0.17 has been mostly complete for a while, but release has been slowed by some minor but prominent bugs being hard to nail down.
In the meantime, work on the next few releases has been carrying on regardless. Here is a short list based on approximate order of release:
Topology options - imminent
Why play on a normal flat bounded plane when you could play on a Klein bottle? I plan on writing a longer post explaining this in detail very soon, but for now I’ll leave this as a teaser.
Dark mode - soon
Fairly self explanatory. As well as being able to choose light or dark, you’ll be able to choose auto for supported devices (iOS 13 and Android 10).
Automatically discovered game modes - soon
Since fairness calculations based on game simulations have been improved, I can now see which game modes are fairer than others. At the moment the results are only based on game modes people have actually tried though. To improve the situation I plan to do a few things. First is to run the simulation more for modes that look promising - simulations with a few runs are unlikely to be accurate. More interesting is to take the promising modes and mutate them - change one of the properties slightly - and then simulate that. This essentially becomes a simple genetic algorithm for finding fairer games.
Player rating - early investigation
This will become a key part of any online multiplayer, but I plan to have it working offline too.
It is likely to be Elo based, but with modifications to deal with requirements that most games don’t have. First is multiplayer. I won’t be the first to deal with this using an Elo-like system, and there are a few ways to handle it that all seem reasonable. The other big requirement is inherently unfair games, and my research on this topic has found no existing material on this.
Most games are designed to give each player an equal chance of winning, or at least as close as possible. And, for games played seriously like chess, a single match involves playing several games in which the advantage alternates between players so the match as a whole is considered fair.
Tic-tac-toe Collection has mostly unfair games.
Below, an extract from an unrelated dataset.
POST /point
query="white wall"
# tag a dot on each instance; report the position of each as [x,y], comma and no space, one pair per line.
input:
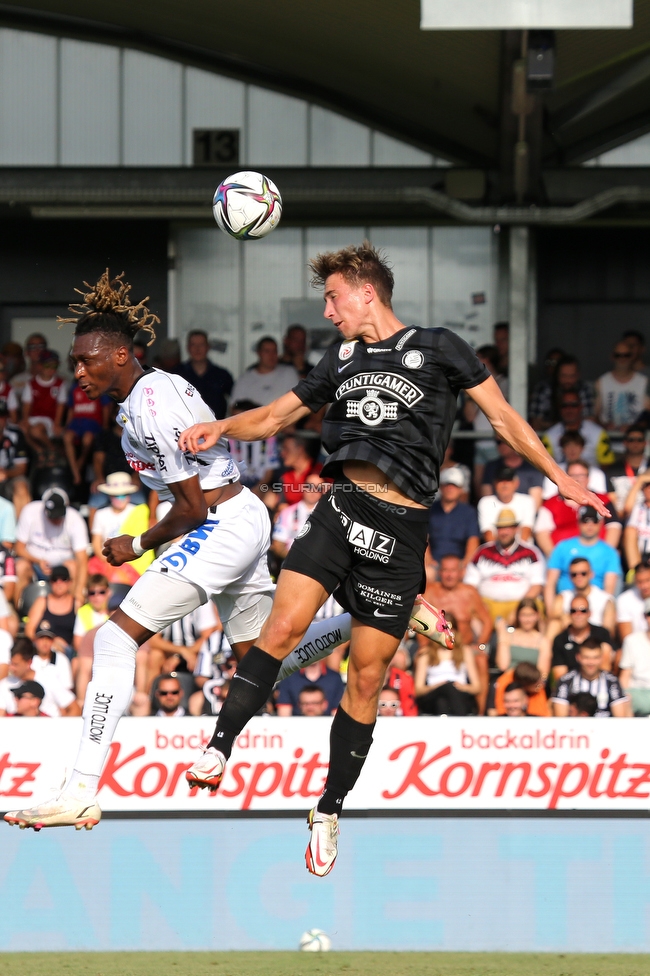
[74,103]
But, they are at least quantifiably unfair. This means I should be able to take that into account as part of a rating system. Early investigations are promising.
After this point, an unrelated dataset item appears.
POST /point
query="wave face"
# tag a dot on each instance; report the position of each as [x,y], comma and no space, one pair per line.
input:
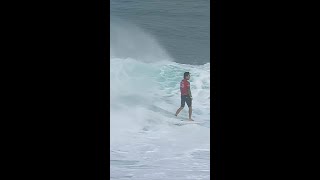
[145,143]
AI options - early investigation
At the moment the only difference between the difficulties is how long the AI searches for. There are a couple of other parameters however. There is one for changing the bias between promising moves and unexplored moves, as well as one for how ties are scored compared to wins and losses. My plan is to expand this into different AI profiles that could vary these parameters more. Combined with allowing them to get ratings just like normal players this means the better parameters would actually be discovered over time.